El Ghibli - rivista online di letteratura della migrazione
Nota biografica | Versione lettura |
satorotas
jarmila ockayová
"Le sue sopracciglia e le sue ciglia tremolavano animatamente sopra gli occhi ciechi, come se le palpebre nel suo viso, come vele sotto la fronte, si fossero mutate in ali: le ali dei suoi occhi, che lui spedisce come piccioni viaggiatori, e fa girare intorno a tutto il mondo, per farsi raccontare tutto al loro ritorno, affinché non gli sfugga in un chiaro occultamento niente di nuovo e vecchio ancora da scoprire."
(da Borges non esiste di Gerhard Kopf)
Mi chiamo Satorotas e sono un colombo viaggiatore.
Un colombo viaggiatore particolare: trasporto messaggi che non hanno destinatari.

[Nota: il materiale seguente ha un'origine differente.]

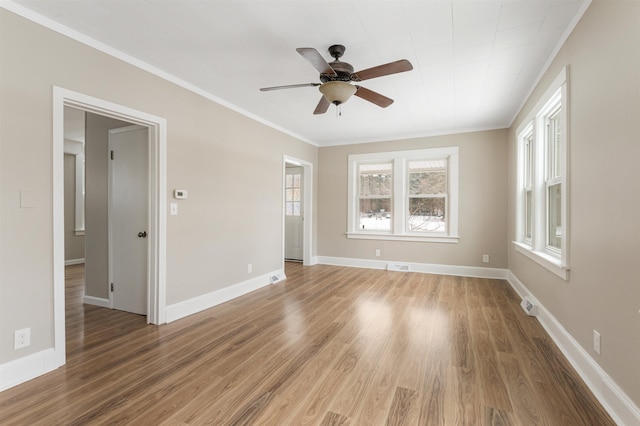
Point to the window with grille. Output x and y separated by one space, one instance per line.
404 195
541 222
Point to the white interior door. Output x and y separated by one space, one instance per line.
128 218
294 214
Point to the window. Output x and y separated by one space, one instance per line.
292 194
541 223
374 196
408 195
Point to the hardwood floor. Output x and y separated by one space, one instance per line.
328 346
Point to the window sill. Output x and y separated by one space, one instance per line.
549 262
398 237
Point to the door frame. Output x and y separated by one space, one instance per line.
307 201
157 204
110 217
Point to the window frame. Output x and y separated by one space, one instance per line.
553 103
400 195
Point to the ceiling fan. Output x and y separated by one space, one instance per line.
336 78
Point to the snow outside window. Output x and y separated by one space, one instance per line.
404 195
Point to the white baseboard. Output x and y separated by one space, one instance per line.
29 367
209 300
428 268
97 301
613 399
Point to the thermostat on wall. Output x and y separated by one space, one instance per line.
180 194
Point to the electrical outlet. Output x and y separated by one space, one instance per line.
22 338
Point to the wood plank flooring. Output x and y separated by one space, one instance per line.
328 346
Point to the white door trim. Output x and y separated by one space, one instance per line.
157 194
307 223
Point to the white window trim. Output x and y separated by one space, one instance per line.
536 249
399 231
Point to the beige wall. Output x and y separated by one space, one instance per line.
482 213
73 244
96 203
603 55
231 165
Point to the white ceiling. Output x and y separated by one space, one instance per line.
474 61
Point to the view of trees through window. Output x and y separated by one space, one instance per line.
427 196
375 188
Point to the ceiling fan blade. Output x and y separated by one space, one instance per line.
290 86
391 68
322 107
315 59
373 97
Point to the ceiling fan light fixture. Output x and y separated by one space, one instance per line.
337 92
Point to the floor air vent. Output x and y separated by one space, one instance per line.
401 267
529 307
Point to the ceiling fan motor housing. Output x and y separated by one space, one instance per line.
342 69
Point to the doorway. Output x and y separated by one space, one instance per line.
128 218
297 210
156 232
293 213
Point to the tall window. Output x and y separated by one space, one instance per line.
375 196
427 196
528 183
542 174
404 195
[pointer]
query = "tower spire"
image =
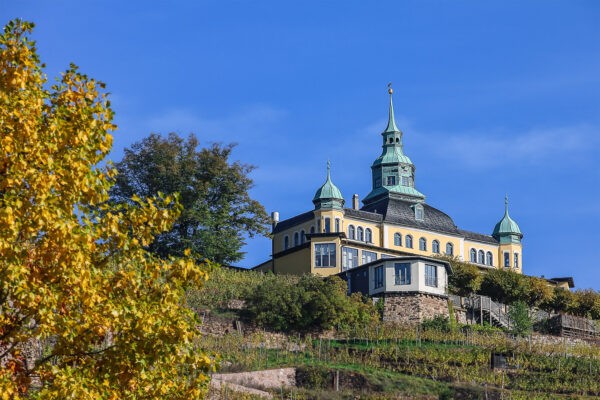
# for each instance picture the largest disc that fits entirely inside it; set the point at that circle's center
(391, 120)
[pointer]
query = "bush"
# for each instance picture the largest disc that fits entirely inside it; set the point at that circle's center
(465, 278)
(520, 320)
(438, 323)
(313, 302)
(505, 286)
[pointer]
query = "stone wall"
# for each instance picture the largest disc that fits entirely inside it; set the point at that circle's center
(413, 308)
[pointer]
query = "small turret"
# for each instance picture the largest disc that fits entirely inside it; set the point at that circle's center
(328, 196)
(507, 230)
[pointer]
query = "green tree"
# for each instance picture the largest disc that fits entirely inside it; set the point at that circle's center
(505, 286)
(520, 320)
(312, 302)
(540, 292)
(465, 278)
(71, 277)
(217, 209)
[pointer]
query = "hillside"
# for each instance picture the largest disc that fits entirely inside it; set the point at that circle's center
(378, 361)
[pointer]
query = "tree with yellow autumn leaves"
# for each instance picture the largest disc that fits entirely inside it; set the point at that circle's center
(85, 311)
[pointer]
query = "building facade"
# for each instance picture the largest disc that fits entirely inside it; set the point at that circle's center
(394, 221)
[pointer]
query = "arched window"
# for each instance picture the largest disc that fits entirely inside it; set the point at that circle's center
(351, 232)
(490, 258)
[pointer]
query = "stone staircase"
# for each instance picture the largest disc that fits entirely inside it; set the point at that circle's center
(483, 309)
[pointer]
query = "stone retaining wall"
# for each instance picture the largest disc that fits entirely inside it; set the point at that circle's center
(413, 308)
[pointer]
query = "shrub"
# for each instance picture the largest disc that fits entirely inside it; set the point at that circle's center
(313, 302)
(505, 286)
(437, 323)
(465, 278)
(520, 320)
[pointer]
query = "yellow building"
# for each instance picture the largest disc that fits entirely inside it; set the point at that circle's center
(394, 220)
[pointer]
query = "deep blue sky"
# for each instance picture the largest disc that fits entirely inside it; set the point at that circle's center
(492, 97)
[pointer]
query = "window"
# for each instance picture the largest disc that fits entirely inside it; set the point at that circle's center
(368, 256)
(368, 236)
(419, 213)
(430, 275)
(449, 249)
(349, 258)
(397, 239)
(402, 273)
(378, 278)
(325, 255)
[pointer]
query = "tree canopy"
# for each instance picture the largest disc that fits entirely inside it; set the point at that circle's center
(77, 287)
(217, 212)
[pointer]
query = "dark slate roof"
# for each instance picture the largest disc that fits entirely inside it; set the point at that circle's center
(400, 212)
(291, 222)
(479, 237)
(370, 216)
(568, 279)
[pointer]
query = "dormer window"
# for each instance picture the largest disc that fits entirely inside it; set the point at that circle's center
(419, 212)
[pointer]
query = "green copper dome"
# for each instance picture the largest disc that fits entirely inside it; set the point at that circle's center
(328, 195)
(507, 228)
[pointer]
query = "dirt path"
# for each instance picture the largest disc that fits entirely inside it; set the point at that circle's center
(268, 379)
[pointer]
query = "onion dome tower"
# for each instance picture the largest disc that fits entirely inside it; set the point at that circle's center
(507, 230)
(393, 172)
(328, 196)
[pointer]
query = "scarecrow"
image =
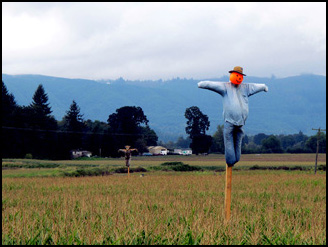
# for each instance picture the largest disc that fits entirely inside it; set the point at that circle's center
(127, 152)
(235, 109)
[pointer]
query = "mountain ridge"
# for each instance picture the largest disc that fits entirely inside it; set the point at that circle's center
(293, 104)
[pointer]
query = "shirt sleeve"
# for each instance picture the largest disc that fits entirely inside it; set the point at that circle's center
(216, 86)
(254, 88)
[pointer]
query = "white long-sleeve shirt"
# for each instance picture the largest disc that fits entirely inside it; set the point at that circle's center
(235, 98)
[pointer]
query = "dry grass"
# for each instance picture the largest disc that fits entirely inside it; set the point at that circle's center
(268, 207)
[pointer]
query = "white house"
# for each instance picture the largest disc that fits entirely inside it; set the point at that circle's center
(157, 150)
(80, 153)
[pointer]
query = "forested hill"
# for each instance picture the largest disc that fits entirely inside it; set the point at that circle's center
(292, 104)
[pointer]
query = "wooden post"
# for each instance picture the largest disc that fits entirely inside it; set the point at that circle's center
(317, 153)
(227, 201)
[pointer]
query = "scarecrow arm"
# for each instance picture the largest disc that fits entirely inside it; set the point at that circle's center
(216, 86)
(254, 88)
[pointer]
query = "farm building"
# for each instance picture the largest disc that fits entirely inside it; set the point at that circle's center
(157, 150)
(80, 153)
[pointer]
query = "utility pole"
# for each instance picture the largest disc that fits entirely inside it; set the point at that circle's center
(316, 157)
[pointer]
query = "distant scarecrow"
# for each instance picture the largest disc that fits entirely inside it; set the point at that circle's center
(127, 152)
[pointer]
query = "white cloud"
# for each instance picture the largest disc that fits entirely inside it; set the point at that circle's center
(163, 40)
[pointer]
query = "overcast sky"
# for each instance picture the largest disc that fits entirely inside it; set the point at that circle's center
(163, 40)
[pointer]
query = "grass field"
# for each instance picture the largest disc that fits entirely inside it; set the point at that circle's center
(40, 206)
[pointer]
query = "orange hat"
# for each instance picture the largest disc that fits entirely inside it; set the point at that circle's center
(237, 69)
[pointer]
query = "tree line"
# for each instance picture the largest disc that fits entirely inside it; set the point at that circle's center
(32, 130)
(198, 124)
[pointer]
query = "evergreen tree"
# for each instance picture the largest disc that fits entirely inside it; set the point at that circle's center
(74, 127)
(197, 122)
(197, 125)
(73, 120)
(39, 112)
(218, 141)
(8, 107)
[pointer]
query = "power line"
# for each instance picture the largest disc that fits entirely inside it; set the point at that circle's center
(74, 132)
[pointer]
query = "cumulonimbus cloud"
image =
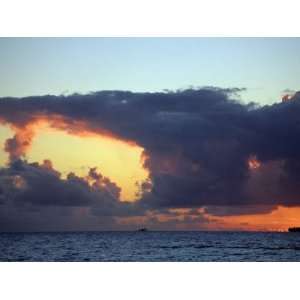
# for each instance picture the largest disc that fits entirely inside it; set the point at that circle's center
(197, 144)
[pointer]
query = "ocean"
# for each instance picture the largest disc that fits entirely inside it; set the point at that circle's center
(150, 246)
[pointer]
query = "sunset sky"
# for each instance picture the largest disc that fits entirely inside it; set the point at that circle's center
(164, 133)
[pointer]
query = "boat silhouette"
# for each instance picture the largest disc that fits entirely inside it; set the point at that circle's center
(142, 229)
(294, 229)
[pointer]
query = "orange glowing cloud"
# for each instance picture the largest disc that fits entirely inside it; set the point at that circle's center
(253, 163)
(18, 145)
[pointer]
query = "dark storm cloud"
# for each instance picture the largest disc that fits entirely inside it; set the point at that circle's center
(197, 145)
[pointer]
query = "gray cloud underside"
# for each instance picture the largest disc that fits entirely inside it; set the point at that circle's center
(197, 144)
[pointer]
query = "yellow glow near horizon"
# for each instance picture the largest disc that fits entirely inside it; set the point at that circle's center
(115, 159)
(5, 133)
(279, 219)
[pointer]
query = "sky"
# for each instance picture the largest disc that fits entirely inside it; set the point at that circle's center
(166, 133)
(39, 66)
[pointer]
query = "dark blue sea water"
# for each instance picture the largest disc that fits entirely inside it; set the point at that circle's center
(150, 246)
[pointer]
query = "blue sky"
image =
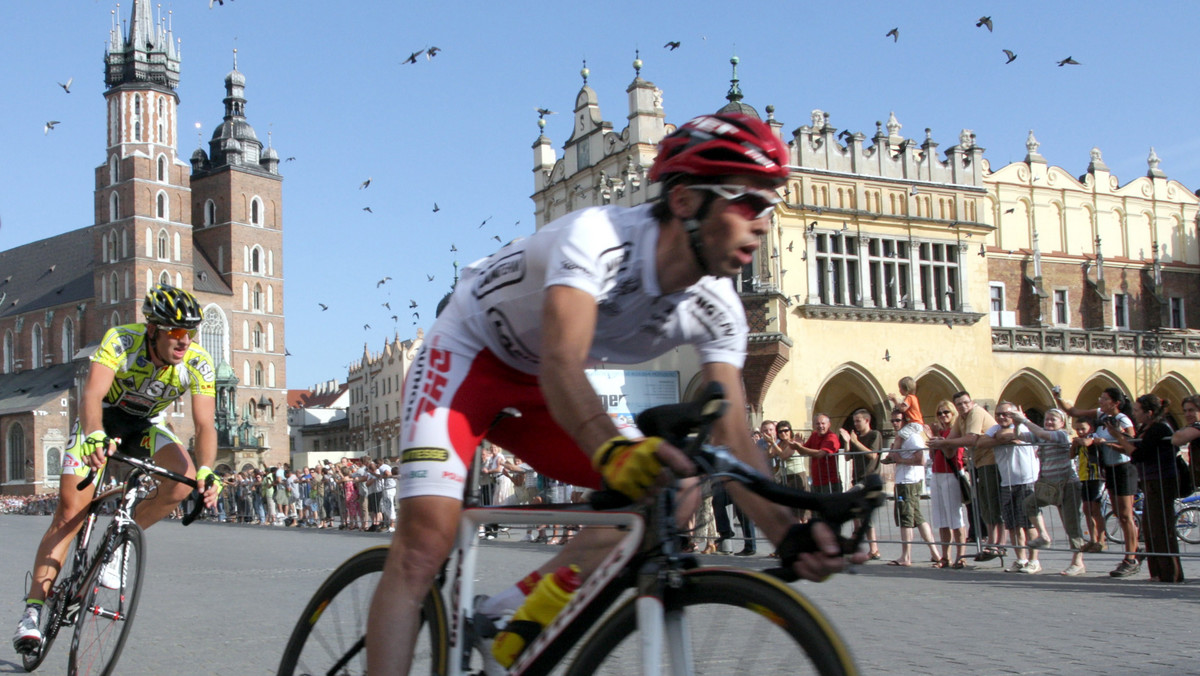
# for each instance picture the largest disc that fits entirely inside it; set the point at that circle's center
(327, 79)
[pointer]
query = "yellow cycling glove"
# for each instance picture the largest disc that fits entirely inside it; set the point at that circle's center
(94, 442)
(629, 466)
(203, 474)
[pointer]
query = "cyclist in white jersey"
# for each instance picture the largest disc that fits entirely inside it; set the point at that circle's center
(617, 285)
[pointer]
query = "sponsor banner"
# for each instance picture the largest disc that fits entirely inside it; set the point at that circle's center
(624, 394)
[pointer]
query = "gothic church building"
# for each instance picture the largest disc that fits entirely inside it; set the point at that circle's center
(211, 226)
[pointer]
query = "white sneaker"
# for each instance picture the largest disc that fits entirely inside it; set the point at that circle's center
(28, 636)
(113, 572)
(1017, 566)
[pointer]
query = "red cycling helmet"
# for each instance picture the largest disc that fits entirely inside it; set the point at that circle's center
(721, 145)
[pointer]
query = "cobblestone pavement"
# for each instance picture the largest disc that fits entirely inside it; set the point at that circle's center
(222, 599)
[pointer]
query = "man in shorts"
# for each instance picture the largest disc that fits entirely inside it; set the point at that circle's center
(609, 283)
(136, 374)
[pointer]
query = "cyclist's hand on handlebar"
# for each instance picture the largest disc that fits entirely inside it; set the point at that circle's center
(95, 449)
(634, 466)
(213, 488)
(814, 551)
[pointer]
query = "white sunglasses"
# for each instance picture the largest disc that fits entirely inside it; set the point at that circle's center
(761, 202)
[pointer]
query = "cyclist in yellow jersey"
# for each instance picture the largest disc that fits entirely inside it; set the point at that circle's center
(136, 374)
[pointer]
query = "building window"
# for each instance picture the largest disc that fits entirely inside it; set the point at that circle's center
(837, 262)
(1121, 311)
(16, 454)
(937, 264)
(887, 263)
(1179, 321)
(35, 348)
(1061, 307)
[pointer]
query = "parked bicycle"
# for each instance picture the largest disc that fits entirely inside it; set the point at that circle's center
(691, 617)
(1187, 520)
(102, 615)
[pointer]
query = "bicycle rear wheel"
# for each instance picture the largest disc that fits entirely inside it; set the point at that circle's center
(330, 635)
(106, 615)
(736, 622)
(1187, 525)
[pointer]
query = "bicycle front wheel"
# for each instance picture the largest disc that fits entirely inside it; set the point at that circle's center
(733, 622)
(330, 635)
(107, 612)
(1187, 525)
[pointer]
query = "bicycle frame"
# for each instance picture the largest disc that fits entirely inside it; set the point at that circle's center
(589, 602)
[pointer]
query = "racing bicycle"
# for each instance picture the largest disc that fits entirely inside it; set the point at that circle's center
(649, 608)
(102, 616)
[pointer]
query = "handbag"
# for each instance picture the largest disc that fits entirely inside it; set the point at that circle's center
(964, 485)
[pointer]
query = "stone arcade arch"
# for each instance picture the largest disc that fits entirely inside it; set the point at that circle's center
(1030, 389)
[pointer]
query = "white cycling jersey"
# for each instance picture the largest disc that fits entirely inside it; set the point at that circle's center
(610, 253)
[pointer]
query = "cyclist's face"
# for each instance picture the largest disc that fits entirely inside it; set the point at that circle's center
(729, 233)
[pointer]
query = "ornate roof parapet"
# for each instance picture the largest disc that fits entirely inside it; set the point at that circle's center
(819, 147)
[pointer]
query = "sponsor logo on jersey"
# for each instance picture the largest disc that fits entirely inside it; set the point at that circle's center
(433, 384)
(712, 316)
(424, 455)
(203, 368)
(508, 338)
(503, 271)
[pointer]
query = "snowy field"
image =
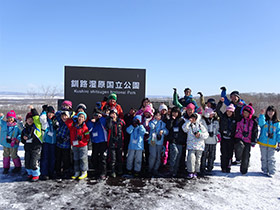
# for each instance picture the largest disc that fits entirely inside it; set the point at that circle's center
(220, 191)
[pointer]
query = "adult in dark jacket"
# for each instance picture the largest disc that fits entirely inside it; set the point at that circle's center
(227, 130)
(115, 127)
(177, 138)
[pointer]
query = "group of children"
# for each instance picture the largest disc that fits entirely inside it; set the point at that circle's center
(154, 142)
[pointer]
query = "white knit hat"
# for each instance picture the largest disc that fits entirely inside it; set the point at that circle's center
(162, 106)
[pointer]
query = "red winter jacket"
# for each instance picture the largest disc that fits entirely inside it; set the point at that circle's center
(113, 106)
(76, 131)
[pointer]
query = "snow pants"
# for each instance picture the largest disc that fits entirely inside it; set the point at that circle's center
(175, 153)
(194, 161)
(243, 153)
(134, 156)
(47, 162)
(62, 160)
(31, 158)
(268, 159)
(227, 147)
(115, 155)
(98, 157)
(208, 157)
(80, 158)
(154, 157)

Non crediate però che i messaggi senza destinatari siano meno importanti degli altri, o che siano scritti per nessuno. Al contrario: sono di un’importanza vitale, come potrebbe esserlo una lettera affidata alla classica bottiglia gettata in mare da un naufrago approdato su un’isola deserta. Il naufrago scrive e spera, spera che le onde e le correnti trasportino la sua missiva fino al continente, dove prima o poi qualcuno vedrà la bottiglia rotolare su una spiaggia di sabbia o sassi e la raccoglierà e la stapperà e tirerà fuori quel rotolino di carta, la più grande ricchezza del naufrago, e saprà decifrare le coordinate dell’isola, faticosamente tracciate con un inchiostro artigianale distillato da verdi grasse foglie di una vegetazione ostile e la punta di una penna perduta da un magnifico uccello rapace. Qualcuno che saprà decifrare il messaggio e che, soprattutto, lo prenderà in seria considerazione e deciderà di aprire le vele della sua barca orientando la prua verso
l’isola.
Io faccio le veci di quella bottiglia sigillata, e affronto anche le sue stesse incognite; l’unica vera differenza consiste nella direzione degli abissi in cui rischio di sprofondare: i miei puntano verso l’alto e quindi non hanno fondo e se un giorno vi precipiterò, la mia sarà una caduta senza fine. Tutti noi colombi viaggiatori lo sappiamo: il cielo è molto più insidioso del mare o di un oceano.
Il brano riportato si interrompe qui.